Iran kreunt onder de coronacrisis: ‘Ongetwijfeld een straf van God’

Jeroen Zuallaert

Weinig landen zijn zwaarder getroffen door Covid-19 dan Iran. De epidemie verhoogt de druk op het krasselende Iraanse regime.

De beelden waren onmiddellijk goed voor het jaaroverzicht. Iraj Harirchi, Iraans onderminister van Volksgezondheid, verkondigde op 24 februari dat de overheid de epidemie onder controle had. Beschuldigingen dat de Iraanse overheid valse cijfers verspreidt over het aantal positieve gevallen, deed Harirchi af als nonsens. Nog geen dag later moest Harirchi erkennen dat hij in quarantaine was gegaan nadat hij positief had getest op het virus.

Iran is, na China en Italië, het land dat het hardst getroffen is door het coronavirus. Volgens de officiële cijfers telt Iran al meer dan 12.000 besmettingen en werd de ziekte meer dan 600 Iraniërs fataal. Begin maart al circuleerden beelden over mortuaria die de toevloed van overledenen niet meer aankonden. Het aantal besmettingen ligt vermoedelijk veel hoger, aangezien de Iraanse overheid nog steeds niet uitgebreid test.

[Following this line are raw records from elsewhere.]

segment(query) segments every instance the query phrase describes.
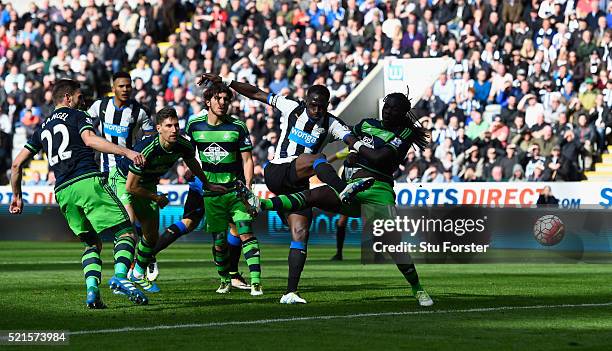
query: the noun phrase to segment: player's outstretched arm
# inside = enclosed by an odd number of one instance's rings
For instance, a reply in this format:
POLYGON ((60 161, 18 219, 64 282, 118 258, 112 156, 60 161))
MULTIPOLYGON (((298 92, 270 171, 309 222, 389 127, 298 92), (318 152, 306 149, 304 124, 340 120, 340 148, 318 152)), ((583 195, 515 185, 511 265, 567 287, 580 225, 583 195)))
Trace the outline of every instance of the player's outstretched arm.
POLYGON ((104 138, 97 136, 91 129, 86 129, 81 133, 81 138, 85 145, 105 154, 121 155, 129 158, 135 165, 142 167, 145 164, 145 157, 130 149, 113 144, 104 138))
POLYGON ((20 214, 23 210, 23 200, 21 194, 21 170, 23 169, 23 165, 27 160, 32 157, 32 152, 28 149, 23 149, 15 160, 13 160, 13 165, 11 166, 11 188, 13 189, 13 198, 11 200, 11 205, 9 206, 9 212, 12 214, 20 214))
POLYGON ((185 159, 184 161, 187 167, 189 167, 189 169, 191 170, 191 172, 193 172, 193 174, 196 177, 200 178, 200 180, 202 181, 202 184, 204 184, 204 189, 208 189, 210 191, 218 192, 218 193, 227 192, 226 187, 222 185, 218 185, 218 184, 211 184, 208 182, 208 180, 206 179, 206 174, 204 174, 204 171, 202 170, 200 163, 195 159, 195 157, 190 158, 190 159, 185 159))
POLYGON ((134 194, 138 197, 155 201, 159 205, 159 208, 166 207, 166 205, 170 202, 166 195, 157 195, 157 193, 151 192, 143 188, 142 186, 140 186, 140 178, 141 177, 138 174, 128 172, 128 178, 125 182, 125 190, 128 193, 134 194))
MULTIPOLYGON (((214 74, 211 74, 211 73, 204 73, 200 77, 200 80, 197 82, 197 84, 198 85, 202 85, 206 81, 221 82, 223 80, 221 79, 221 77, 219 77, 217 75, 214 75, 214 74)), ((248 84, 248 83, 237 82, 235 80, 225 82, 225 84, 228 84, 228 86, 230 88, 236 90, 238 92, 238 94, 244 95, 244 96, 248 97, 249 99, 261 101, 261 102, 266 103, 266 104, 268 103, 268 93, 266 93, 263 90, 260 90, 259 88, 257 88, 254 85, 251 85, 251 84, 248 84)))
POLYGON ((362 156, 368 162, 371 162, 373 165, 384 165, 389 162, 393 162, 393 157, 395 156, 395 150, 390 146, 384 146, 379 149, 372 149, 365 145, 363 142, 358 141, 353 144, 353 149, 359 153, 359 156, 362 156))

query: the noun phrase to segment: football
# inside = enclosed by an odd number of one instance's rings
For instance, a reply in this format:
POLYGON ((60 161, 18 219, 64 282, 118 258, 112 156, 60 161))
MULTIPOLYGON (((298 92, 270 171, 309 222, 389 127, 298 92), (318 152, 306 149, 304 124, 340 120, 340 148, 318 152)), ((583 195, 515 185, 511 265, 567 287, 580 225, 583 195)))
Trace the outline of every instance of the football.
POLYGON ((533 226, 533 236, 544 246, 553 246, 563 240, 565 225, 555 215, 546 215, 538 218, 533 226))

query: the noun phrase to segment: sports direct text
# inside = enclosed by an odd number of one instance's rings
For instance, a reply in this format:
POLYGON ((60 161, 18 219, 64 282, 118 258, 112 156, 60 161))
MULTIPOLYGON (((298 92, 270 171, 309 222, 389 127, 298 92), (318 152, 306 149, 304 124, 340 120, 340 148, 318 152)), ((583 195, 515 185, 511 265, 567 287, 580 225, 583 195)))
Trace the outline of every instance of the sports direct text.
POLYGON ((469 235, 481 237, 486 230, 487 217, 478 218, 428 218, 426 216, 397 216, 394 219, 372 221, 371 248, 374 253, 484 253, 489 244, 471 241, 469 235), (409 235, 409 240, 406 239, 409 235), (384 238, 383 238, 384 236, 384 238), (465 238, 464 238, 465 236, 465 238), (437 237, 428 242, 417 240, 437 237), (450 240, 445 240, 449 239, 450 240), (467 242, 461 239, 468 239, 467 242))

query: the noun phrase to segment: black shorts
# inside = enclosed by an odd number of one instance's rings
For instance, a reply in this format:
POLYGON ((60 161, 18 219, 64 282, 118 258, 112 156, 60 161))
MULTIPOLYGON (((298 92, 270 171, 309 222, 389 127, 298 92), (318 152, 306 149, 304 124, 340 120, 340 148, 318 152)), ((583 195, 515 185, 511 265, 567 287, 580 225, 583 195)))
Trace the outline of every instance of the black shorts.
POLYGON ((309 188, 308 179, 298 181, 295 160, 290 163, 268 163, 264 170, 266 186, 275 195, 293 194, 309 188))
POLYGON ((187 199, 185 200, 185 208, 183 209, 183 218, 191 219, 196 223, 200 223, 204 218, 204 197, 199 192, 189 189, 187 199))
MULTIPOLYGON (((275 195, 286 195, 298 193, 310 188, 310 182, 306 180, 298 180, 297 170, 295 169, 295 161, 291 163, 268 163, 264 169, 264 179, 268 190, 273 192, 275 195)), ((291 213, 279 213, 279 216, 283 220, 285 225, 287 224, 287 215, 299 214, 308 217, 308 222, 312 220, 312 208, 305 208, 300 211, 291 213)))

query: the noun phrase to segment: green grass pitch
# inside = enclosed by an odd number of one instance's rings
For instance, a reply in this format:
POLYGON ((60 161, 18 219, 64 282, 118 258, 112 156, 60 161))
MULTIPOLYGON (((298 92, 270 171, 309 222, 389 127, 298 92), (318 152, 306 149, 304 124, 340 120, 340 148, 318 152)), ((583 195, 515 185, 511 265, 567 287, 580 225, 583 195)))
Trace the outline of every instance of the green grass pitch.
MULTIPOLYGON (((162 292, 149 295, 150 305, 134 306, 104 284, 109 308, 90 311, 80 244, 0 242, 0 330, 84 332, 70 336, 70 349, 89 350, 563 350, 612 344, 607 264, 418 265, 436 303, 422 308, 394 266, 363 266, 357 248, 348 248, 345 261, 330 262, 334 249, 313 245, 301 281, 309 303, 287 306, 278 303, 287 251, 262 245, 264 296, 238 290, 221 296, 214 292, 210 246, 177 244, 159 255, 162 292), (170 328, 116 330, 155 326, 170 328)), ((111 254, 105 243, 104 282, 112 274, 111 254)))

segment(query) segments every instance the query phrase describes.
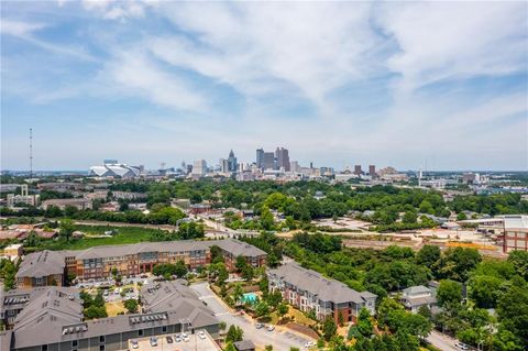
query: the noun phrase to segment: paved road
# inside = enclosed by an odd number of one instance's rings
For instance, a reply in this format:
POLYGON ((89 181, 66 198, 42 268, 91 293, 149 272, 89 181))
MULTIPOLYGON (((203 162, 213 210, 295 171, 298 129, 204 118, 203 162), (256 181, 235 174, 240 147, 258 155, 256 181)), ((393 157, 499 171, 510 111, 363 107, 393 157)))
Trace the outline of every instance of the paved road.
POLYGON ((289 351, 292 347, 302 350, 307 341, 315 341, 287 329, 275 329, 274 331, 267 331, 264 328, 256 329, 251 318, 232 314, 221 299, 210 290, 208 283, 193 284, 190 287, 198 293, 201 300, 207 303, 218 319, 228 325, 228 328, 230 325, 239 326, 244 331, 244 339, 252 340, 257 347, 273 344, 273 350, 276 351, 289 351))
POLYGON ((454 347, 454 344, 459 341, 436 330, 431 331, 429 337, 427 337, 427 341, 442 351, 460 351, 454 347))

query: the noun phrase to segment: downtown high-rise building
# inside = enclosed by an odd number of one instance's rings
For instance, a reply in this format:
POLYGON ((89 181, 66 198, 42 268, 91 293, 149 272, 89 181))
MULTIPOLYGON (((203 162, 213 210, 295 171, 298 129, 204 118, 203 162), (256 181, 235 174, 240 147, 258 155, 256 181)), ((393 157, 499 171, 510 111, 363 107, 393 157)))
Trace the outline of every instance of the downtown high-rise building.
POLYGON ((289 172, 289 155, 287 149, 277 147, 277 150, 275 150, 275 158, 277 160, 277 169, 289 172))
POLYGON ((262 158, 263 169, 275 169, 275 154, 273 152, 264 152, 262 158))
POLYGON ((234 152, 232 150, 229 152, 228 171, 229 172, 237 172, 238 171, 237 157, 234 156, 234 152))
POLYGON ((363 171, 361 171, 361 165, 355 165, 355 166, 354 166, 354 174, 355 174, 356 176, 360 176, 360 175, 363 174, 363 171))
POLYGON ((256 150, 256 167, 257 168, 264 167, 264 149, 256 150))

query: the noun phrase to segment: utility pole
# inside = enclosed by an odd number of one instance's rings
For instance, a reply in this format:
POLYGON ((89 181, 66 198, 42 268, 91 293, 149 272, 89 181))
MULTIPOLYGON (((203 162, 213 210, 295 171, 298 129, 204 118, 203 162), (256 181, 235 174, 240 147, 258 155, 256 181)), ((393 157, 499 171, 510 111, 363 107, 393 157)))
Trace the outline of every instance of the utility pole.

Bovendien is de overheidsreactie in Iran tergend langzaam. Twee dagen na de eerste coronadoden hield Iran nog parlementaire verkiezingen. Vermoedelijk hebben die bijeenkomsten de verspreiding van het virus in de hand gewerkt. Zelfs na Harirchi’s bekentenis bleef president Hassan Rouhani opperen dat het virus een biologisch wapen zou kunnen zijn dat erop uit is de Iraanse economie te schaden. Ook Hadi al-Modarresi, een van de belangrijkste sjiitische schriftgeleerden in Irak, verspreidde aanvankelijk de boodschap dat corona ‘ongetwijfeld een straf van God’ was, als vergelding voor de manier waarop China zijn moslimminderheid behandelt. Ook Al-Modarresi is ondertussen besmet.

Op ideologisch vlak is het virus een nachtmerrie voor het regime: een aanzienlijk deel van de verspreiding gebeurde op religieuze plekken.

Door de Amerikaanse sancties loopt Iran op technologisch en medisch vlak achter. Dat maakt het land bijzonder afhankelijk van China, dat het gros van de technologische producten voor de Iraanse markt levert. Door die afhankelijkheid is het voor Teheran bijzonder moeilijk om de grenzen met China te sluiten. Tot eind februari bleef Iran ook mondmaskers exporteren naar China.

Katoenbal tegen de anus

Het coronavirus is de grootste bedreiging voor het Iraanse regime in jaren. Die bedreiging is ten dele letterlijk: de bestuurlijke elite in Iran is relatief oud, en dus bijzonder kwetsbaar voor het virus. Verschillende parlementsleden en bestuurders, onder wie een topadviseur van Ali Khamenei, zijn al door Covid-19 overleden. Het virus vergroot ook de onvrede bij de bevolking, die ziet hoe het regime er niet in slaagt de pandemie onder controle te krijgen. Dat komt boven op de frustraties over de torenhoge inflatie en krimpende economie, en de woede over het vliegtuig dat het regime in januari neerhaalde, waarbij 176 passagiers om het leven kwamen.

Op ideologisch vlak is het virus een nachtmerrie voor het regime. Zo gebeurde een aanzienlijk deel van de verspreiding op religieuze plekken. Omwille van die religieuze geladenheid aarzelde het theocratische regime aanvankelijk om op te treden en te desinfecteren. Omdat Iran door de sancties moeilijker aan medicijnen en medische apparatuur raakt, hebben de ayatollahs de voorbije jaren islamitische geneeskunde gepromoot als de échte, door God geïnspireerde manier van genezen. Abbas Tabrizian, de zelfverklaarde ‘vader der islamitische geneeskunde’, raadde zijn volgelingen bijvoorbeeld aan corona te bestrijden door een in violetolie gedrenkte katoenbal tegen de anus te wrijven.

Op 20 maart vieren Iraniërs Nowruz, het feest waarbij mensen met de familie Perzisch Nieuwjaar vieren. Het valt te vrezen dat de epidemie de komende weken dus nog zal verergeren.